Indian educationist and philanthropist

Manje Gowda is an Indian educationist and philanthropist based in Bangalore, India. He is the co-founder and chairman of Vidya Soudha Group of Institutions and Managing Trustee of Sri Manjunatha Seva Trust which runs educational institutions in Bangalore, Hassan and Mysore districts in the southern Indian state of Karnataka.

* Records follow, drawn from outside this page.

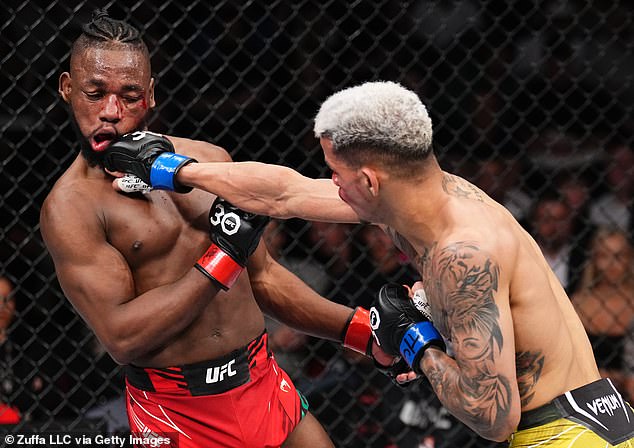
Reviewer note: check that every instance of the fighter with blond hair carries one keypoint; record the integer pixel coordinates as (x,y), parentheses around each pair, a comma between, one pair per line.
(521,367)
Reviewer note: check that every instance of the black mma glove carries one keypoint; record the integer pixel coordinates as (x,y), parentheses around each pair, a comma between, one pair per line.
(357,336)
(400,328)
(148,156)
(235,235)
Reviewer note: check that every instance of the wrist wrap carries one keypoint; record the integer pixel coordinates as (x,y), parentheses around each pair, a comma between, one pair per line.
(358,333)
(164,169)
(416,339)
(219,267)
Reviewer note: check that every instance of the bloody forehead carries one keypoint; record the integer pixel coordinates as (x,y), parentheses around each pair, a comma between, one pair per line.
(101,62)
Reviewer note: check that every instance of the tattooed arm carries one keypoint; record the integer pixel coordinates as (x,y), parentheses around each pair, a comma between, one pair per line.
(479,386)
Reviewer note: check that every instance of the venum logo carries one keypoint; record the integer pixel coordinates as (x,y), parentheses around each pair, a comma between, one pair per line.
(218,373)
(604,405)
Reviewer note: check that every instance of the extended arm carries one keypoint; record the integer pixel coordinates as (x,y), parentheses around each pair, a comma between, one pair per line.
(479,386)
(260,188)
(272,190)
(286,298)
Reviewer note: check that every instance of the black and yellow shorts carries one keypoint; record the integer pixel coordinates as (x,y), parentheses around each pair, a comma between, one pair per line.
(593,416)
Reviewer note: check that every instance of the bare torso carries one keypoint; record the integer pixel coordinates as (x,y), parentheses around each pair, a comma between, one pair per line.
(160,235)
(552,352)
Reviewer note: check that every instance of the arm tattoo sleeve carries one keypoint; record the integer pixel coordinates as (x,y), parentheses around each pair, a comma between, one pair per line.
(464,281)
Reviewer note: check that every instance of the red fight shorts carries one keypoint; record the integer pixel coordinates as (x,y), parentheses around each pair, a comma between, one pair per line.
(242,399)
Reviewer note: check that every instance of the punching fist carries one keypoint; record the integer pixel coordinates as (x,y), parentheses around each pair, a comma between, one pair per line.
(148,156)
(235,235)
(357,336)
(400,328)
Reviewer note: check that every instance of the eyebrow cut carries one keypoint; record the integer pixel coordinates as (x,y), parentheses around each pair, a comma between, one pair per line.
(126,88)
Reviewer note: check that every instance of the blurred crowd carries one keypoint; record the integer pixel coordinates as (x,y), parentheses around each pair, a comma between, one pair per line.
(530,103)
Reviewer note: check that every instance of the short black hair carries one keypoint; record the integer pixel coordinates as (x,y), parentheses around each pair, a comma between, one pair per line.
(104,31)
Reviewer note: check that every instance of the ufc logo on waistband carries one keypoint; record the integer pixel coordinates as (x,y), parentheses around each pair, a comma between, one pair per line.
(216,374)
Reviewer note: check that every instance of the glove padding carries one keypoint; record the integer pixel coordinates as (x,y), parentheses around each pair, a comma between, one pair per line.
(235,235)
(393,370)
(400,328)
(235,231)
(148,156)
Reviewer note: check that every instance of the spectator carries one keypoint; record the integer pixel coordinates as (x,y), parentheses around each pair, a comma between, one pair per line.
(576,190)
(613,208)
(605,299)
(551,224)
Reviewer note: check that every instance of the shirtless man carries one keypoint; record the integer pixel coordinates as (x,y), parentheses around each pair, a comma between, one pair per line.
(138,269)
(521,367)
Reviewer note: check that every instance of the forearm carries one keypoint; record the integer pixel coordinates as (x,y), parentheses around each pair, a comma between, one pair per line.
(272,190)
(482,402)
(283,296)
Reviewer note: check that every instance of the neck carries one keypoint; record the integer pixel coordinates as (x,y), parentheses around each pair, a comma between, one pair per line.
(417,208)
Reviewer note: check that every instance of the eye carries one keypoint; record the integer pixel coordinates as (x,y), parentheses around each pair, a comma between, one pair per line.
(94,95)
(132,99)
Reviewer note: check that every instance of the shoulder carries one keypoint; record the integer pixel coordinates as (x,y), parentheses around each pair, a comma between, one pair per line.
(200,150)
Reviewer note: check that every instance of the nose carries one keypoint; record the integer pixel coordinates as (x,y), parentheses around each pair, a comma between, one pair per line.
(111,110)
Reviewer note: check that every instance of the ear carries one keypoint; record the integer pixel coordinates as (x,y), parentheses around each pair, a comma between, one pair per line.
(64,87)
(151,103)
(371,179)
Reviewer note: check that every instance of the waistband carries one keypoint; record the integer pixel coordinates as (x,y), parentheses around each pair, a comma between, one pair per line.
(206,377)
(540,416)
(598,406)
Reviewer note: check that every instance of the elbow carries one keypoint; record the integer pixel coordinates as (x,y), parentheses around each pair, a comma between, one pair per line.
(124,350)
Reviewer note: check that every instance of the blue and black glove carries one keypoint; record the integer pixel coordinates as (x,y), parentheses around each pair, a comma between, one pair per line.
(400,328)
(148,156)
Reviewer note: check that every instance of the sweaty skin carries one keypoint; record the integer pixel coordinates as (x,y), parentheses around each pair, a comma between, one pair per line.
(126,261)
(517,340)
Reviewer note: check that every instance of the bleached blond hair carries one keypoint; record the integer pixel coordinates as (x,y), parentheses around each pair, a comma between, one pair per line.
(379,119)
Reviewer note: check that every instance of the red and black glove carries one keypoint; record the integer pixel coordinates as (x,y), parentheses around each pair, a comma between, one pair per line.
(235,235)
(357,336)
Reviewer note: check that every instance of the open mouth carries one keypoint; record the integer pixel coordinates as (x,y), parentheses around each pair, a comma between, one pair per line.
(102,139)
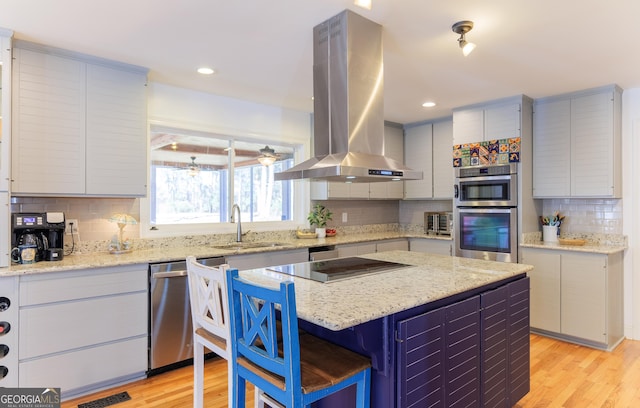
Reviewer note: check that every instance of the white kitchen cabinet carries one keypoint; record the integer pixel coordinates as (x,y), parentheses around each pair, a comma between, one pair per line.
(430,245)
(576,296)
(82,120)
(428,148)
(577,144)
(264,259)
(393,148)
(488,121)
(83,329)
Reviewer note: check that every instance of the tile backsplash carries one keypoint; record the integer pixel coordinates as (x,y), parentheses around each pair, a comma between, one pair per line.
(584,215)
(92,213)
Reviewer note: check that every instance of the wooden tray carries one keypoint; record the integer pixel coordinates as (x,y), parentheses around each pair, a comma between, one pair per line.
(567,241)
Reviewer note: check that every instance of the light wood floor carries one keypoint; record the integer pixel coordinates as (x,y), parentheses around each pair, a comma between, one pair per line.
(562,375)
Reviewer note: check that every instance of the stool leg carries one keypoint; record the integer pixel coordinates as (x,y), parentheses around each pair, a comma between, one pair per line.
(198,374)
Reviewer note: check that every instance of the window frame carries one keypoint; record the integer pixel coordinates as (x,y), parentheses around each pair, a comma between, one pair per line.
(300,190)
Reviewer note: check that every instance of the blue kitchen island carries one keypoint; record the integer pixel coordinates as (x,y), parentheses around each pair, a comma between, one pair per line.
(441,331)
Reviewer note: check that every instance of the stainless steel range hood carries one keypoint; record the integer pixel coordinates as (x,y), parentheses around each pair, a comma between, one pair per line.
(348,106)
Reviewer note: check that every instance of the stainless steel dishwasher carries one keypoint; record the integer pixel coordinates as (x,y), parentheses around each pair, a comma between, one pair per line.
(170,327)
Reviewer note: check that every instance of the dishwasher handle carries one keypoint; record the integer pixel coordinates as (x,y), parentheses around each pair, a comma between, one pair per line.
(169,274)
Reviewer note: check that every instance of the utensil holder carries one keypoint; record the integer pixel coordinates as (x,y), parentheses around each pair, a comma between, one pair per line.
(550,233)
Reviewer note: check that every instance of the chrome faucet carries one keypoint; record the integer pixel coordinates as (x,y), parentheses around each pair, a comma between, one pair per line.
(233,219)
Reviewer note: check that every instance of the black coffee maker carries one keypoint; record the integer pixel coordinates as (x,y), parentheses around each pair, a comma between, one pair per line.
(44,230)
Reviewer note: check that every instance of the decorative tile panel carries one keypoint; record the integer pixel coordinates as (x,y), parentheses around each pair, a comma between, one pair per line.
(487,153)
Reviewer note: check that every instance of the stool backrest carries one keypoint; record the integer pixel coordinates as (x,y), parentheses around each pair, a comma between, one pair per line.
(254,333)
(208,297)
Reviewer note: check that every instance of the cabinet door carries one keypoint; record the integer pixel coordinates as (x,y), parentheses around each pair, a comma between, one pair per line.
(394,149)
(443,175)
(418,153)
(48,135)
(592,145)
(502,122)
(583,302)
(552,149)
(468,126)
(545,288)
(421,360)
(116,132)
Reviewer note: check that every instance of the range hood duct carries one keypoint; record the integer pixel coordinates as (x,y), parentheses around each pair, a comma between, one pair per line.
(348,106)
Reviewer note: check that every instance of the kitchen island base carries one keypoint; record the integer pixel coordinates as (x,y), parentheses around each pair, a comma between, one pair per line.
(471,349)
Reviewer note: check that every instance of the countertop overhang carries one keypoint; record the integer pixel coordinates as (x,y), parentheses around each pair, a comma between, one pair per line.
(349,302)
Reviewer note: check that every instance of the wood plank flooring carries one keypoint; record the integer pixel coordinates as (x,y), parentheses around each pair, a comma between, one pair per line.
(562,375)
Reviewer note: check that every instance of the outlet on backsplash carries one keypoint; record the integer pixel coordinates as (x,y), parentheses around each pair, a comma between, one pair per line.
(71,226)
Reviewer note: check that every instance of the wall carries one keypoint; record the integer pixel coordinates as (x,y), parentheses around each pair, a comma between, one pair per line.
(595,216)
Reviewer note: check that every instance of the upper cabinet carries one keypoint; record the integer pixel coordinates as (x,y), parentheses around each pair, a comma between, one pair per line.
(391,190)
(79,125)
(428,148)
(494,120)
(577,144)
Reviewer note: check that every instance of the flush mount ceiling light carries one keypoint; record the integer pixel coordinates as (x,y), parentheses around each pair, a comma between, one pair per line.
(267,156)
(463,27)
(193,168)
(206,71)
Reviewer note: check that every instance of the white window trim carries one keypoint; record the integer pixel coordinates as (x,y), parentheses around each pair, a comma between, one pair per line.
(301,191)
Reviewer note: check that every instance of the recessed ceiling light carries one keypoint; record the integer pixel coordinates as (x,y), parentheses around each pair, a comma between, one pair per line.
(366,4)
(206,71)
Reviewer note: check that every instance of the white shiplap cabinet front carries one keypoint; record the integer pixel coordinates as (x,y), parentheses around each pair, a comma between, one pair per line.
(577,144)
(79,125)
(494,120)
(428,148)
(48,135)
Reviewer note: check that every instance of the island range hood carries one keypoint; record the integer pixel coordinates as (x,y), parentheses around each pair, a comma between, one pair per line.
(348,106)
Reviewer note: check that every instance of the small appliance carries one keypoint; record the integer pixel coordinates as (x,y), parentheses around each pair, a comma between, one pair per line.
(438,223)
(43,230)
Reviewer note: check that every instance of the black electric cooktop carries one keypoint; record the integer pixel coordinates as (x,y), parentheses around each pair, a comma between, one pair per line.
(335,269)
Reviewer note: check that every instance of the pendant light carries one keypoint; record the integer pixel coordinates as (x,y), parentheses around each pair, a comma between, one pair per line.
(462,28)
(267,156)
(193,168)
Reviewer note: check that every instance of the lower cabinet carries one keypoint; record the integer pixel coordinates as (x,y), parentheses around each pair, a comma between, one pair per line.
(83,330)
(471,353)
(576,295)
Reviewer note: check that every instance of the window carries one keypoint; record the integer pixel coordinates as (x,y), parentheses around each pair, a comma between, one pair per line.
(193,174)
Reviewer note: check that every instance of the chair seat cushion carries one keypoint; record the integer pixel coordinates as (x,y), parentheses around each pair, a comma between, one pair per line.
(322,364)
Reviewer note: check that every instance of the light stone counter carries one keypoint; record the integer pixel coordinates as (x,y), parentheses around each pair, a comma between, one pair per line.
(346,303)
(201,247)
(595,243)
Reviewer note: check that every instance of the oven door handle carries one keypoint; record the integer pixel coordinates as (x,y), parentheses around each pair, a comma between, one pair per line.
(171,274)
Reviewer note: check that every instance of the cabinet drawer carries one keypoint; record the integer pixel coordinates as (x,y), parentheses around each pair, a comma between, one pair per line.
(63,286)
(86,367)
(65,326)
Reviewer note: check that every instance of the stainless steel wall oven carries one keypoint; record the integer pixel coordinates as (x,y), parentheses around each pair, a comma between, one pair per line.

== Early life and education ==
Gowda was born in Ankanahally village near Gorur in Hassan, Karnataka. He is married to H. S. Sudha, daughter of former minister H. C. Srikantaiah, and they have two sons. He completed his Bachelor of Engineering from Malnad College of Engineering, a master's degree in engineering from Indian Institute of Science and an MBA from Bangalore University. He later went on to complete PhD from Indian Institute of Science at the Faculty of Engineering. He served in Government of Karnataka starting his career in Karnataka Public Works Department and went on to become the General Manager of Karnataka State Financial Corporation until his retirement in 2014.

== Social activities ==
Gowda is currently involved in several activities in promoting education, sports and business. Apart from serving as chairman of Vidya Soudha Group Of Institutions he is currently serving as the vice-president of Karnataka Olympic Association, President of Karnataka Amateur Boxing Association and Zonal Secretary of Boxing Federation of India. He had previously served as president, Bengaluru Management Association (BMA), Chairman of Export Promotion Council For EOUs & SEZs (EPCES), Regional Governing Council, Cochin and Director on the board of Bangalore Water Supply and Sewerage Board (BWSSB).